Criteria 2 - Grassroots Fundraising Method: Candidates may qualify for the debate by demonstrating that the campaign has received donations from at least (1) 65,000 unique donors; and (2) a minimum of 200 unique donors per state in at least 20 U.S. states.
If more than 20 candidates qualified, here is how a tiebreaker would work, according to NBC News. Candidates who meet both the polling and fundraising criteria would get preference. If that still doesn't winnow the field, then preference goes to candidates with the highest polling average.
How Candidates Were Selected for the Third and Fourth Debates
For the third and fourth debates, the DNC essentially doubled the polling and fundraising thresholds set for the first two debates — and required candidates to meet both standards, instead of just one or the other, NBC News reported.
Candidates needed to register at least 2 percent in four major polls conducted this summer and receive donations from at least 130,000 individual donors, including at least 400 in 20 states.
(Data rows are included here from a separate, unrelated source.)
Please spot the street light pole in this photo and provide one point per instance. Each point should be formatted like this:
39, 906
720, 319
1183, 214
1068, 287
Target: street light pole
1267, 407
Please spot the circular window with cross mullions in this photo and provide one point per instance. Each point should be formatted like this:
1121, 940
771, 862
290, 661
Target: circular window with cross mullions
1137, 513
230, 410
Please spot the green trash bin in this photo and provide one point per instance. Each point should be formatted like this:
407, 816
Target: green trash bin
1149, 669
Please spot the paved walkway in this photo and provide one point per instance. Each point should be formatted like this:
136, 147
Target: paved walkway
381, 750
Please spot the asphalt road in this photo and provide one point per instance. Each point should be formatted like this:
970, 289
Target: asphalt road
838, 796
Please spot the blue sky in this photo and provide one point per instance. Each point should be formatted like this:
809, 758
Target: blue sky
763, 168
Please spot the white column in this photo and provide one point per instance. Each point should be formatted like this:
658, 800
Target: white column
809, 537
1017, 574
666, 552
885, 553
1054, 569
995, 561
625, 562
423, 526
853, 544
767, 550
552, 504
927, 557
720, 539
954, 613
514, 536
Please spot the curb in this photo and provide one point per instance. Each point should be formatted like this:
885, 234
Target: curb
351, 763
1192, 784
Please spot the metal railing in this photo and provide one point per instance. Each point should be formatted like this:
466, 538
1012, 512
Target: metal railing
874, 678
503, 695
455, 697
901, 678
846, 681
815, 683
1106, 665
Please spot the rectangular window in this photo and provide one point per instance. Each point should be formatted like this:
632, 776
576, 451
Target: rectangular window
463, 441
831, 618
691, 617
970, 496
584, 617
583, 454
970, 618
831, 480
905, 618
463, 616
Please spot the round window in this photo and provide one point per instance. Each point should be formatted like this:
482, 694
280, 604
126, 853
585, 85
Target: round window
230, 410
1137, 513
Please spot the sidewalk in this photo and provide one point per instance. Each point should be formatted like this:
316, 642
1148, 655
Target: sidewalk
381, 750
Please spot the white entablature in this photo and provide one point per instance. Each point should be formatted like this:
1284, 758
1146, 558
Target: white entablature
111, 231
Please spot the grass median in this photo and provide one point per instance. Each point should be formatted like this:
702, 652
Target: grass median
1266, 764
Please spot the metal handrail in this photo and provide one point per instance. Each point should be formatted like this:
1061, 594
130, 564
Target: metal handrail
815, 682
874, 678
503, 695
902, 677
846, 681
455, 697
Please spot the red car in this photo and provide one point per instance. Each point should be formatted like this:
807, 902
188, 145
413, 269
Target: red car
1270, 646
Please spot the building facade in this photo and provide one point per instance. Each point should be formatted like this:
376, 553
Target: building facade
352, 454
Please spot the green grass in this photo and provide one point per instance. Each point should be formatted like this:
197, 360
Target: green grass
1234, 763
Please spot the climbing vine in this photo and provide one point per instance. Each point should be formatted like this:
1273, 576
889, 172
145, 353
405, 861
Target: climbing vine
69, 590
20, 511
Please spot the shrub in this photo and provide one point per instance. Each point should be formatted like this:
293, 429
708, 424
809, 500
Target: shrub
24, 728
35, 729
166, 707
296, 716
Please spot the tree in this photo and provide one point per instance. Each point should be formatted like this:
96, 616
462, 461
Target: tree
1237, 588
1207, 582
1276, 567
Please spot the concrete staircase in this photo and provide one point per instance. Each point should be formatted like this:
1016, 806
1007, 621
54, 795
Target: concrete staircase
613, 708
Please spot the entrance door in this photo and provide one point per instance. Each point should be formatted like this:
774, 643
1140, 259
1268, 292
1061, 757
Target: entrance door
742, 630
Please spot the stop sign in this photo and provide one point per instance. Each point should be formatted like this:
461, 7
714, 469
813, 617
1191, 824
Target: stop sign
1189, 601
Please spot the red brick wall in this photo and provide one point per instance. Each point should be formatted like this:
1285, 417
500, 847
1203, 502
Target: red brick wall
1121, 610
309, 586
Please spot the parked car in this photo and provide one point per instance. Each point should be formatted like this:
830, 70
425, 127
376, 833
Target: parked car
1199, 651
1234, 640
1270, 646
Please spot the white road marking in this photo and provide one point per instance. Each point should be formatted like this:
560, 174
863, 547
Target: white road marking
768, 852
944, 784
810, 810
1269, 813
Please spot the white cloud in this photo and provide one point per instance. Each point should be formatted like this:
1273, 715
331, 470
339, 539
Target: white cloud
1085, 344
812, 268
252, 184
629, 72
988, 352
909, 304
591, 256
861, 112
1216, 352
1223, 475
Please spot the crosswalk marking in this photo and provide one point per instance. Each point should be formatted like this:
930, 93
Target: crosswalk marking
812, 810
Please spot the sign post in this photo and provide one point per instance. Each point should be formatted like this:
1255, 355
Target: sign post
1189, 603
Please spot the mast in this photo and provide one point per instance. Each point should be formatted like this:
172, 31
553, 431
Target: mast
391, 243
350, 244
Since only 10 candidates qualified for ABC News' debate under the new standards, they all appeared on stage together for one night.
Who Will Moderate the 2020 Presidential Debates?
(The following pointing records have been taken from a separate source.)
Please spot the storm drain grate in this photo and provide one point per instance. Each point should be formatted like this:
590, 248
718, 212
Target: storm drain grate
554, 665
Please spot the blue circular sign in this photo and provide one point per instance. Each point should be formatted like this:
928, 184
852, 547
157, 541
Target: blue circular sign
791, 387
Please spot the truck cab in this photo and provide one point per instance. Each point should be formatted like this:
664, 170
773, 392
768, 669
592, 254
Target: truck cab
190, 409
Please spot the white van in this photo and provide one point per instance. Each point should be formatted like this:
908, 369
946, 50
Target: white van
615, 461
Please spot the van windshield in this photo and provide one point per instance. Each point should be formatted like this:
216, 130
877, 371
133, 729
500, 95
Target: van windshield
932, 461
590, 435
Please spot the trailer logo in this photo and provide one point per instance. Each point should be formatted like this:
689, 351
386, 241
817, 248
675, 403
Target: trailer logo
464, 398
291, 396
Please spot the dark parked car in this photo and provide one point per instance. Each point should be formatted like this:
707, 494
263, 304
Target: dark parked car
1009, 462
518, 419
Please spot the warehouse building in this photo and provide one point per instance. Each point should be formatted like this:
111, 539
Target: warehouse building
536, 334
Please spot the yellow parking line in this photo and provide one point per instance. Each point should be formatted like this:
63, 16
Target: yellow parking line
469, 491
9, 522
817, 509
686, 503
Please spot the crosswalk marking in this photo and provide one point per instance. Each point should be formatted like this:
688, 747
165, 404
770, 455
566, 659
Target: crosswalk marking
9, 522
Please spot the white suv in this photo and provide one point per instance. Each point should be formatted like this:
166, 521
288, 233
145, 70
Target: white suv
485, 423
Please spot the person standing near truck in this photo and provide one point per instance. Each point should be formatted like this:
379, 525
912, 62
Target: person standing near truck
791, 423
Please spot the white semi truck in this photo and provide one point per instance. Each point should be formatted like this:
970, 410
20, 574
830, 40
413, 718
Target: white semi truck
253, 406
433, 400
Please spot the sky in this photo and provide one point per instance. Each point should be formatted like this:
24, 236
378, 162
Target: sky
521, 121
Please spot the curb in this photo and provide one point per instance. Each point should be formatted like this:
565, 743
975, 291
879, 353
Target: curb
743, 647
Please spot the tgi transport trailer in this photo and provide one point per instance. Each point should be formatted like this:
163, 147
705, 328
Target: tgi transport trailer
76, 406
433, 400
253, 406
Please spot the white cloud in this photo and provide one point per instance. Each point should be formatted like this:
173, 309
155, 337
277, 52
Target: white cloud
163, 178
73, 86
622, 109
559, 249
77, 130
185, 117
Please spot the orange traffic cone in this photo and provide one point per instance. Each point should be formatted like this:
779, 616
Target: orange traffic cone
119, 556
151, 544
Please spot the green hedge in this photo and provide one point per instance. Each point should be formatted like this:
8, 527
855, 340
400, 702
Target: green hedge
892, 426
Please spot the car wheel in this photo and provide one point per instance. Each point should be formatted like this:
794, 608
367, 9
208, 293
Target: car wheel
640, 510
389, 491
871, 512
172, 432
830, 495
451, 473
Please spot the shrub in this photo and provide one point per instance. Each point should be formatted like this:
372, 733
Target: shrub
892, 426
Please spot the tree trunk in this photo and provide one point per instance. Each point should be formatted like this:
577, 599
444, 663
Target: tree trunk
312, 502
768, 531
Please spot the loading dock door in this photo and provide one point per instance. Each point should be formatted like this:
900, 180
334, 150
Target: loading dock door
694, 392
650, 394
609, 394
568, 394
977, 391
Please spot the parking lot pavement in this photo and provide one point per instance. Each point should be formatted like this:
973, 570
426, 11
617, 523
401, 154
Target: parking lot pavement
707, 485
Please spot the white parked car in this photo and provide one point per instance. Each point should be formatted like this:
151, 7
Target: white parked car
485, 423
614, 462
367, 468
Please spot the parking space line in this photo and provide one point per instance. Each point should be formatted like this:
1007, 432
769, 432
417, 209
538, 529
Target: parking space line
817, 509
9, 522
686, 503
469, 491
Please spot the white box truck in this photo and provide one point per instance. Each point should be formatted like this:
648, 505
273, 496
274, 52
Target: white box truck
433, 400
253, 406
CNN anchors Anderson Cooper and Erin Burnett will co-moderate the fourth debate with the Times' national editor, Marc Lacey.
ABC News' George Stephanopoulos, David Muir and Linsey Davis and Univision's Jorge Ramos moderated the third debate.
CNN's Dana Bash, Don Lemon and Jake Tapper moderated the second debate on July 30 and 31, the network reported.
There were five moderators for the first debate: "TODAY" co-anchor and NBC News chief legal analyst Savannah Guthrie, "NBC Nightly News" and "Dateline" anchor Lester Holt, "Meet the Press" moderator and NBC News political director Chuck Todd, MSNBC host Rachel Maddow and "Noticias Telemundo" and "NBC Nightly News Saturday" anchor José Diaz-Balart.
Holt moderated for both hours. Guthrie and Diaz-Balart co-moderated for the first hour, while Todd and Maddow joined Holt for the second hour.
The DNC has said it will have at least one female and non-white moderator at each Democratic presidential debate.
"The DNC is committed to an inclusive and fair debate process," DNC senior adviser Mary Beth Cahill told Refinery29, which first reported the debates would have at least one female moderator. "That means that all 12 DNC sanctioned debates will feature a diverse group of moderators and panelists including women and people of color, ensuring that the conversations reflect the concerns of all Americans."
HuffPost later reported that the debates will also include at least one person of color as a moderator, who could also be the same person as the female moderator.